鲁迅先生的骂人
文章摘要:鲁迅这样,你既不会为情所惑,也不会挫伤失意?鲁迅先变回潮妈看行不,天气凉爽了,找些当妈的聚聚讨讨育儿经验,挺好的。鲁迅先生夏雨将至,狂风肆虐,雷声大作,闪电刹那照亮整个天空,蜻蜓低飞,蛙声阵阵,树叶如群魔乱舞,毒辣的太阳即刻被乌云遮盖,城市的没关紧的门窗,摄人魂魄、动人心跳的撞击声,人们纷纷赶回家收衣服,还未来得及,倾盆大雨已掩盖了所有的声音,汽车的鸣笛声,操场的广播,人们的歌声,朗朗的读书声,吵杂的麻将声。
在拒台的一角,一位小职员,手中拿着一份《立报》,对另一角的同事,说:“那位顶欢喜骂人的鲁迅死了。”我听了呆了一下,在想:鲁迅先生难道真是顶欢喜骂人的吗?
说鲁迅先生最爱骂人,有陈源(西滢)先生的话在;他说:“鲁迅先生一下笔就想勾陷人家的罪状。他不是减,就是加,不是断章取义,便是捏造些事实。——有人同我说,鲁迅先生缺乏的是一面大镜子,所以永远见不到他的尊容。我说他说错了,鲁迅先生的所以这样,正因为他有了一面大镜子。你见过赵子昂画画的故事罢?他要画一个姿势,就对镜伏地做出那个姿势来。鲁迅先生的文章也是对了他的大镜子写的,没有一句骂人的话不能应用在他自己的身上。
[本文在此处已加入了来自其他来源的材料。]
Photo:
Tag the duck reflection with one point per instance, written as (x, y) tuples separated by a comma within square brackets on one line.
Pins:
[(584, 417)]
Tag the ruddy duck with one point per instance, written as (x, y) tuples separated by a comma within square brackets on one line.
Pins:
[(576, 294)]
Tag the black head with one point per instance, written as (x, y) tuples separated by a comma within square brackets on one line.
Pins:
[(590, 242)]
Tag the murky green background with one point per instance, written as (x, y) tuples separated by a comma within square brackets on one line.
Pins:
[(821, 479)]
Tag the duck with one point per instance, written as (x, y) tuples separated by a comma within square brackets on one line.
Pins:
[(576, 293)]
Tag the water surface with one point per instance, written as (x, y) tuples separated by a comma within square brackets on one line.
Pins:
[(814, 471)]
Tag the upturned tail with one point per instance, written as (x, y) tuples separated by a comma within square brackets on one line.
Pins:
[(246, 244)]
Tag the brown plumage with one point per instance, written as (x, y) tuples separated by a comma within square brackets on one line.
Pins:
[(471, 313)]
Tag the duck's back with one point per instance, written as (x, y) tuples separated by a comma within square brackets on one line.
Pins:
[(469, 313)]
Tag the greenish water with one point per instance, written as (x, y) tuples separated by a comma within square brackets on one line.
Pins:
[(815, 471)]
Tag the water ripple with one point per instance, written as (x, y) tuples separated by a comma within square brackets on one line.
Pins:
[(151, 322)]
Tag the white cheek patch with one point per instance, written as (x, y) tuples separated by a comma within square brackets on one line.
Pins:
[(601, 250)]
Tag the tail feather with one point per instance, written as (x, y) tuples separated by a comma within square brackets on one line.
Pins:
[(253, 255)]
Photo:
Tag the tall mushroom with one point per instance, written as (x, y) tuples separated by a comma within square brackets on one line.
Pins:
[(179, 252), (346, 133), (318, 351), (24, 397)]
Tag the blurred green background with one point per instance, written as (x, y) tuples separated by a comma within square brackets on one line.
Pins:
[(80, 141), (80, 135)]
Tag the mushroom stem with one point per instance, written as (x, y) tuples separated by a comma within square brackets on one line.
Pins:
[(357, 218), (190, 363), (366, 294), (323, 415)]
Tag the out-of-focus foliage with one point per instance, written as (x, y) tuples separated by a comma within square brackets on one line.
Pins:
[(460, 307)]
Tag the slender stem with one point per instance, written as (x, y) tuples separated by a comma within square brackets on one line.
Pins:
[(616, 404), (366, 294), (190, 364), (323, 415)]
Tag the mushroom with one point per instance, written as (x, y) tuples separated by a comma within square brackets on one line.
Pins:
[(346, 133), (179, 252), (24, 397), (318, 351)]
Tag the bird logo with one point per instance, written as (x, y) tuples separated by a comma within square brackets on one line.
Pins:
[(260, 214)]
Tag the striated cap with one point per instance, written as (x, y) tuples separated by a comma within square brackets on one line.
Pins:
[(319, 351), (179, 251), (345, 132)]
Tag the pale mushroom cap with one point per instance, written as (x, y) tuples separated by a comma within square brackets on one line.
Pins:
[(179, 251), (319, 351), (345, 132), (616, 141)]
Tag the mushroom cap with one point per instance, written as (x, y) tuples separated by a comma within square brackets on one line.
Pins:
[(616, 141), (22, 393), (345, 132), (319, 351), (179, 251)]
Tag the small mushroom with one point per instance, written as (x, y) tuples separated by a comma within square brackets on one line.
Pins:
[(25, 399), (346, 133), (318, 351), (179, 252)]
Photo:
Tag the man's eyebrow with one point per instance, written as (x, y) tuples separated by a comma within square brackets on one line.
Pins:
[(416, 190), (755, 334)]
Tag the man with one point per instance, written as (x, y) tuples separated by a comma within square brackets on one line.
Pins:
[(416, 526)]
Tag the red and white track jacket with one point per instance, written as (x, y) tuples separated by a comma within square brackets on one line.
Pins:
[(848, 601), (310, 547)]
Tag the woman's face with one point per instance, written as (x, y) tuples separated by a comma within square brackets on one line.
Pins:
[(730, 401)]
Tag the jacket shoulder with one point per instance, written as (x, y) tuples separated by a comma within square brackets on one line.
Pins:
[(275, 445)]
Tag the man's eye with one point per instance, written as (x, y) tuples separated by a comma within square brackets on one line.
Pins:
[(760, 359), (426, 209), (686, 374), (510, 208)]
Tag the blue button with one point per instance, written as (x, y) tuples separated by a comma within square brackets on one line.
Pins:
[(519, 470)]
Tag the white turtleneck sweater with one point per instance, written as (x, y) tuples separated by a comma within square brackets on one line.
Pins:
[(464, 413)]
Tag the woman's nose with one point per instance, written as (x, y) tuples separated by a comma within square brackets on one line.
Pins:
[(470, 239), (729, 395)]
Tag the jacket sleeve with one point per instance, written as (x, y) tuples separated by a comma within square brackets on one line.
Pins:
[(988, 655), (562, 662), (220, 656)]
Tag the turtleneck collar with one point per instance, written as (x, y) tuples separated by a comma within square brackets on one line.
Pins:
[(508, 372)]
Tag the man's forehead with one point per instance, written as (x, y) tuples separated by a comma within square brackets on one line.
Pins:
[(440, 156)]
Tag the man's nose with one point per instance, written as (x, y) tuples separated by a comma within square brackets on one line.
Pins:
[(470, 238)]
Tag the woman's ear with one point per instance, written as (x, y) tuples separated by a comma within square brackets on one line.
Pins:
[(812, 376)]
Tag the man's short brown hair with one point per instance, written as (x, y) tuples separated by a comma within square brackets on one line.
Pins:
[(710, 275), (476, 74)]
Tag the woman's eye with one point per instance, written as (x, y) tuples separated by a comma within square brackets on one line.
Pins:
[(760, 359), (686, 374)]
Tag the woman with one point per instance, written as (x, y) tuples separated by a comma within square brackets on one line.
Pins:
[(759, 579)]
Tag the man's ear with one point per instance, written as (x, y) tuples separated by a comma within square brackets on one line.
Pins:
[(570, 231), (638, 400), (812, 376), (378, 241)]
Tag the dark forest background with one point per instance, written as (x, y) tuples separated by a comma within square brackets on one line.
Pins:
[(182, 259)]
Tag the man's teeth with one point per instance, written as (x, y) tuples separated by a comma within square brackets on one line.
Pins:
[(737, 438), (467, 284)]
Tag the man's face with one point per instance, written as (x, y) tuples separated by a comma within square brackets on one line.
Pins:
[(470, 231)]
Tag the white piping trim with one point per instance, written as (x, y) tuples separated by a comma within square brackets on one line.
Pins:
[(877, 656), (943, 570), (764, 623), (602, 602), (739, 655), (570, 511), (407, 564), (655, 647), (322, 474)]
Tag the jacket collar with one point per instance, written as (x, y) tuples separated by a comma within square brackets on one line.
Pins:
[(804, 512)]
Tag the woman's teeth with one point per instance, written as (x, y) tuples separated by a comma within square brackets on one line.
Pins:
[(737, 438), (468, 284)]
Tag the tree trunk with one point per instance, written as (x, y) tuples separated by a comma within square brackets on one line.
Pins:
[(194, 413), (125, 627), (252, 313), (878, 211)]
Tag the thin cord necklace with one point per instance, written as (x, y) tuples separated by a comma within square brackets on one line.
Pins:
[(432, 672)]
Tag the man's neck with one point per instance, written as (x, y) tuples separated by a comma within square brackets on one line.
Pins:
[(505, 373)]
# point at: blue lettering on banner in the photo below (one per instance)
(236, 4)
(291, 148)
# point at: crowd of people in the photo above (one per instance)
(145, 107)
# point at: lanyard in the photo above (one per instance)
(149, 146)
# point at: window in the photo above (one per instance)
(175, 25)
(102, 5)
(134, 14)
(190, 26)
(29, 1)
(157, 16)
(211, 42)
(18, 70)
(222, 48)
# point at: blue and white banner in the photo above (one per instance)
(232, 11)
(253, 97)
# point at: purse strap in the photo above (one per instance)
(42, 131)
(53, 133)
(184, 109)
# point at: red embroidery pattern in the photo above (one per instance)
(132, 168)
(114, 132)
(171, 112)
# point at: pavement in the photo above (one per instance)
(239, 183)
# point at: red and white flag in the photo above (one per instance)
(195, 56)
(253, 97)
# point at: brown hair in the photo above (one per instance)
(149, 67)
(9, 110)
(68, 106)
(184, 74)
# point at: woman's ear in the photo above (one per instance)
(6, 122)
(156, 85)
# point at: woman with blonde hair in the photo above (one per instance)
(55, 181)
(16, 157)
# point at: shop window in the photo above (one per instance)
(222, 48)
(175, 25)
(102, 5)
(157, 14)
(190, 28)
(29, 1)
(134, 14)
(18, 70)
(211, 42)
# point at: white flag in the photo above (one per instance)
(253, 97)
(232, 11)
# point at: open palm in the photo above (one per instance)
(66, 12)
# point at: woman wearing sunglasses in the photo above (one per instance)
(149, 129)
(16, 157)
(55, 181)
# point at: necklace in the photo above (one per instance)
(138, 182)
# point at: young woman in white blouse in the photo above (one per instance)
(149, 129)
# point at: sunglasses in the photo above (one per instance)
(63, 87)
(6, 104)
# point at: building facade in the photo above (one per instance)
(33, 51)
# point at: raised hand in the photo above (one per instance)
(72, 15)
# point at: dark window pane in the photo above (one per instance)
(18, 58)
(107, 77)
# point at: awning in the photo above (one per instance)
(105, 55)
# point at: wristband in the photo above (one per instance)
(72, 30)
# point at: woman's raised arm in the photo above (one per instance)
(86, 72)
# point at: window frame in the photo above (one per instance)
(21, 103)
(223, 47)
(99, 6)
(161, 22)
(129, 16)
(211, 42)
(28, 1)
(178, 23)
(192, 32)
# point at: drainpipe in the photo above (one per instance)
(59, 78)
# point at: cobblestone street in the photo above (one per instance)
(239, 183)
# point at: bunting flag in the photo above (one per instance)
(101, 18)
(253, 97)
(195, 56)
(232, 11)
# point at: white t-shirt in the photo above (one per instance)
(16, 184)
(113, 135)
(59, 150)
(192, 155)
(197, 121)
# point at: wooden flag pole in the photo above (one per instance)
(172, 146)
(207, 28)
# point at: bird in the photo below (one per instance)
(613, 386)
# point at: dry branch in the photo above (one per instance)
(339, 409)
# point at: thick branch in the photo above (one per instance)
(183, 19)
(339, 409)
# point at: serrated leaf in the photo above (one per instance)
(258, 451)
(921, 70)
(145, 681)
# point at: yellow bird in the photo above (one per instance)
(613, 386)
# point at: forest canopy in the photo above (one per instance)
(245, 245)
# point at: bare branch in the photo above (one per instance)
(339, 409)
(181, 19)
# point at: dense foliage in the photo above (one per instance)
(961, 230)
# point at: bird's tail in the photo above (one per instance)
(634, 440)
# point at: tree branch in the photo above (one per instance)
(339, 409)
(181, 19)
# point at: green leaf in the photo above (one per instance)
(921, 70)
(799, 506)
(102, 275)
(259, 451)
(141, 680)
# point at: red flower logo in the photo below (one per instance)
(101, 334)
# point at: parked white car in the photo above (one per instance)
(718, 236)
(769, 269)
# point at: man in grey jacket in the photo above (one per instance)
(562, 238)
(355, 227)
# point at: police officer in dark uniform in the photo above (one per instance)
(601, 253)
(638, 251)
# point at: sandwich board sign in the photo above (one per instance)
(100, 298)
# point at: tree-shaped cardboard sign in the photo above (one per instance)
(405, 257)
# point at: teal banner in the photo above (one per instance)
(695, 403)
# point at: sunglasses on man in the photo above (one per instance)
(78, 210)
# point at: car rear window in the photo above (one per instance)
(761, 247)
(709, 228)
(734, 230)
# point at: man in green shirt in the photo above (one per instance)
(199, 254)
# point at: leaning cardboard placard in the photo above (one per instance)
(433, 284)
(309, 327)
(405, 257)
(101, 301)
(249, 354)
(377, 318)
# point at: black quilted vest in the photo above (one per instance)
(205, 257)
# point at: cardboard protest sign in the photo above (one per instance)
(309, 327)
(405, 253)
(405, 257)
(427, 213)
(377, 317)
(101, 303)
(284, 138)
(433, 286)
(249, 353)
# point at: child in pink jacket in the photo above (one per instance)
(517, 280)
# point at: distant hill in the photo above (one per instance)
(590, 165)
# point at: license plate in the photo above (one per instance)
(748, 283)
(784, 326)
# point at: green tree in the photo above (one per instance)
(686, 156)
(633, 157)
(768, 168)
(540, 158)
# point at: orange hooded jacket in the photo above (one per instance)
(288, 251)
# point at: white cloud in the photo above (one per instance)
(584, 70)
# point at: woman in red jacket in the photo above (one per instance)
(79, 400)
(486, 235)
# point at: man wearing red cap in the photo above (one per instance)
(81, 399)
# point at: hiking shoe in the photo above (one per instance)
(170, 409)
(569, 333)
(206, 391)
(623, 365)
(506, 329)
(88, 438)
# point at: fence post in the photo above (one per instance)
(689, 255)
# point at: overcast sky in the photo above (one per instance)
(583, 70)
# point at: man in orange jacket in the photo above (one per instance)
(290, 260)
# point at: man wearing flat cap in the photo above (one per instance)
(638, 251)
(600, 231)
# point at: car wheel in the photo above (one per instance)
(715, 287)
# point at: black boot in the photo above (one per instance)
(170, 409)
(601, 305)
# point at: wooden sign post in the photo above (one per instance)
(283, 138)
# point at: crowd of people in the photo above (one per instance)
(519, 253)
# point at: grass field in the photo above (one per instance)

……他常常散布流言和捏造事实,但是他自己又常常的骂人‘散布流言’,‘捏造事实’,并且承认那样是‘下流’。他常常的无故骂人,要是那人生气,他就说人家没有幽默。可是要是有人侵犯了他一言半语,他就跳到半天空,骂得你体无完肤,——还不肯罢休。”他又说:“有人说,他们兄弟俩(鲁迅先生和启明先生)都有他们贵乡绍兴的刑名师爷的脾气。这话,启明先生自己也好象曾有部分的承认。不过,我们得分别,一位是没有做过官的刑名师爷,一位是做了十几年官的刑名师爷。”但是,我还在想,鲁迅先生真是顶欢喜骂人的吗?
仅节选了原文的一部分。